Return, don't fail, when extension used by non-root module
This fixes the following scenario:
- Two bazel modules, both of which depend on toolchains_llvm
- Both modules are bzlmod enabled with
MODULE.bzlmodfiles - Both
MODULE.bzlmodfiles specify a llvm toolchain - The second modules depends on the first via
bazel_dep
Expected results
- the second module can depend on the first, and operations use the llvm toolchain that it defines
Actual results
- build fails with
Error in fail: Only the root module can use the 'llvm' extension
Resolution
Instead of failing, we just return. This keeps the behaviour of only being able to actually use the llvm extension in the root module, but we don't error out.
A more complex but similar example is that from rules_python where they will still register the toolchain, but it will not be marked as the default toolchain if it is not called from the root module: https://github.com/bazelbuild/rules_python/blob/main/python/private/bzlmod/python.bzl#L102
As per @fmeum's comment in #243, dev_dependency is one "solution" for this. I'm definitely open to the tack this PR takes though; the dev_dependency route doesn't seem ideal.

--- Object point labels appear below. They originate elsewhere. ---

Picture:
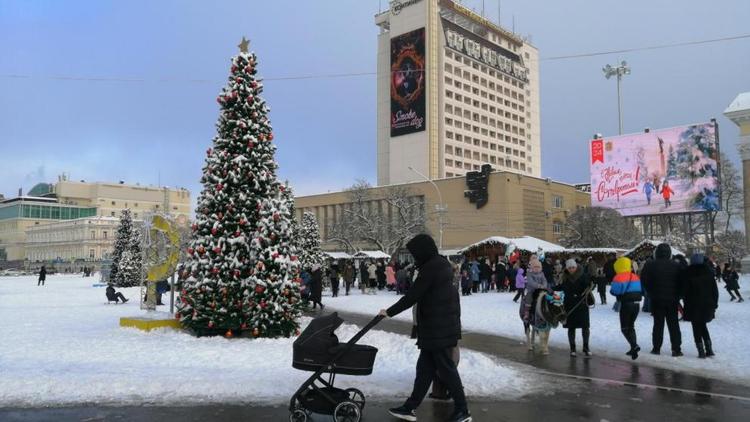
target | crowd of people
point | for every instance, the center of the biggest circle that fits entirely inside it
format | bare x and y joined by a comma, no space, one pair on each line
669,288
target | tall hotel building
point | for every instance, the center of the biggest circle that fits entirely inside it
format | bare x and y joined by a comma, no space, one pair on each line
455,91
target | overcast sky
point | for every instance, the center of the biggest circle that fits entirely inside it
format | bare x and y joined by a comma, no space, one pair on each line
174,57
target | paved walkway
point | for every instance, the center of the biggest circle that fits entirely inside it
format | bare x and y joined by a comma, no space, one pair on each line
596,369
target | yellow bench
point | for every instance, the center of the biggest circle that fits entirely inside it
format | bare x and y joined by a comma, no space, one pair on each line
148,324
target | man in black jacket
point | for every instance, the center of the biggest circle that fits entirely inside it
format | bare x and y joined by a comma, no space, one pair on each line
660,280
438,328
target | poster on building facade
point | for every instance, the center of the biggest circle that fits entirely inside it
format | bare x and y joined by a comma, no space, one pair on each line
672,170
408,83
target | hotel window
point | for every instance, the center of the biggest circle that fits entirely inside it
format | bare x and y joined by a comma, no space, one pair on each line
557,201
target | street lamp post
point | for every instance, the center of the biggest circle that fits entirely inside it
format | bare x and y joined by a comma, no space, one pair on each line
619,71
440,208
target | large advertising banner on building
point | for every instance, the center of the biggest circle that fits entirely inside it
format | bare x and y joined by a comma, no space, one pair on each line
408,83
672,170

But, from a composability standpoint, doing nothing for non-root modules doesn't seem ideal either though; I see a couple of issues:
- rdeps of the module that uses
toolchains_llvmwill have to pull in and configuretoolchains_llvmthemselves — even if these rdeps don't themselves make direct use of a C/C++/etc toolchain or anything else fromtoolchains_llvm - If I understand correctly how bzlmod extensions (with
isolate = False) work, rdeps configuringtoolchains_llvmwill need to be careful to use the same repo names as their dependencies so thatuse_repo/register_toolchainscalls in their deps'MODULE.bazelfiles don't error
For the common use case (using toolchains_llvm solely via the registered C/C++ toolchain and not using other outputs like @llvm_toolchain//:omp, using llvm_toolchain as the repo name, rdeps that themselves would need/want toolchains_llvm anways) the above is perhaps acceptable: configuring a C/C++ toolchain is arguably something that's best decided by the top-level module anyways. (Though dev_dependency is maybe a better solution here; it sidesteps the repo name issue...)
However for modules that use other outputs from llvm_toolchain than just the C/C++ toolchain (i.e. binaries like clang-format, libraries like OpenMP) the first issue seems unacceptable — I should be able to properly encapsulate my module's OpenMP dep, users of my module shouldn't need to be aware of it (afaik this is not possible under a "skip non-root modules" scheme, even with isolate = True).
The least-worst solution I can come up with that addresses the above is to have toolchains_llvm create repositories for all modules and to handle conflicts (in repo names) by choosing the tag that's closest to the root module (as rules_python does) and by warning users/nudging them towards isolate = True.
re: gating toolchain resolution for non-root modules: I'm not super convinced that we need to do this (my understanding is that toolchains registered by the root module/by modules closer to the root module have precedence in toolchain resolution; rules_python's reasoning for this restriction is here) but if we want to, it should be easy to emulate with :all patterns that potentially expand to nothing or by using the hub pattern that rules_python uses (unlike rules_python we don't provide a "default" toolchain in toolchains_llvm though).
@jsharpe @fmeum: WDYT?
Yeah, using dev_dependency=True is totally fair for a lot of use cases. If we want to keep the fail call then perhaps we should update the message to suggest this solution.
Based on your analysis, I believe it means that my change shouldn't be needed for simple cases, and doesn't solve the problem for more complex ones. Is that accurate?
I see two separate threads here:
- Having one "official" way of using
toolchains_llvmin a module that is also meant to be used by other modules. - Supporting transitive module's needs to access LLVM toolchains without the root module's support.
For 1., I think that we should stick to and recommend dev_dependency: It's built right into Bazel, which means that it works uniformly for all extensions without special support, and is also self-descriptive in that you can immediately tell a certain extension tag won't do anything if the module isn't the root module.
Keeping the fail but having its message suggest using dev_dependency is thus my favorite approach within the scope of this PR.
Dealing with 2. is much more difficult, which is why I would prefer to keep the fail until we have properly thought through the interactions around this. It likely entails moving away from user-supplied register_toolchains calls, as rules_python and rules_go have done. This does add a fair share of complexity though. isolate = True is also not a sufficient answer as it can result in linking the same library twice in different versions.
For tools such as clang-format, having a module register an LLVM C++ toolchain just to access it sounds overly complicated to me. We could offer a more lightweight way to achieve this (say by not registering the cc_toolchain, thus avoiding the problem of reconciling toolchain requirements) or direct such modules to accept a label pointing to clang-format as part of their configuration instead of bringing it in themselves.
I do lack the knowledge about OpenMP to assess what a good way would be to bring it in. Does it have be kept in sync with compiler versions?